I looked away. I was sitting in a park in Hub Metro. Behind me, a ten storey building was being added to, floor by floor as new levels were lifted onto it and slotted into place, all of it dormitory space for the refugees who were hurt but not so disturbed that they had to be kept away from the city. “Medical leave,” I said. “Compulsory. Permanent.”

“What happened?”

“Liss attacked someone again,” I explained. “It ended up in a diplomatic incident… they’re blaming me. And I was all set to take leave on medical grounds anyway…”

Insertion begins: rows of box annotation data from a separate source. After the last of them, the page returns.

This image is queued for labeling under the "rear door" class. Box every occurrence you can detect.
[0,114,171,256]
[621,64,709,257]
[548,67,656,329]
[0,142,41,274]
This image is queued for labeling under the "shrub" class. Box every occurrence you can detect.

He sighed. “I’m so sorry…”

“Did you tell them? Anything?”

“Now, Asha. You know our sessions are confidential.”

“Yeah. Yeah.”

“You said yourself: you were taking leave on medical grounds. Was it Henni who made the decision?”

I nodded.

“That makes sense. She’s never one for patience.”

“She’s going to assign someone else to the group.”

“What…?”

“She said she didn’t care who.”

“That’s really not a good idea…”

“Don’t you think I know that?” I shouted. Ranev was surprised.

“Are you angry, Asha?”

“Yes! Yes, I’m angry! They’re going to get some student in to deal with the group and everything’s… all the work I did… my patients — they don’t trust anyone else! Some of them hardly even trust me!

“I see—”

“Aren’t you angry? Who’s taking your group?”

“I had an assistant,” he said. I looked down and squeezed my eyes shut to try and stop the tears. “I’m sorry,” he added. The tears came anyway.

“Veofol could have taken them…” I said.

“Yes. He could. He was a fine therapist.”

“He was.”

“How angry are you?”

“What?”

“How angry are you, Asha?”

I looked down at the pad, at him, sitting there on a space station, making no sense.

“I don’t understand.”

“Okay. You don’t normally get angry, do you?”

“No.”

“You absorb pain. You bear the suffering. You shoulder the burden and you hardly ever complain. But you don’t get angry. You don’t trust yourself when you’re angry, do you?”

“I make bad decisions.”

“I think being angry will help you now.”

“What?” I was about to tell him exactly how crazy I thought he was, but he carried on regardless.

“If you’re going to help your patients, you can’t do it through the usual channels. You need to think of something else. Being angry can help with that. Use it, Asha. Help your patients.”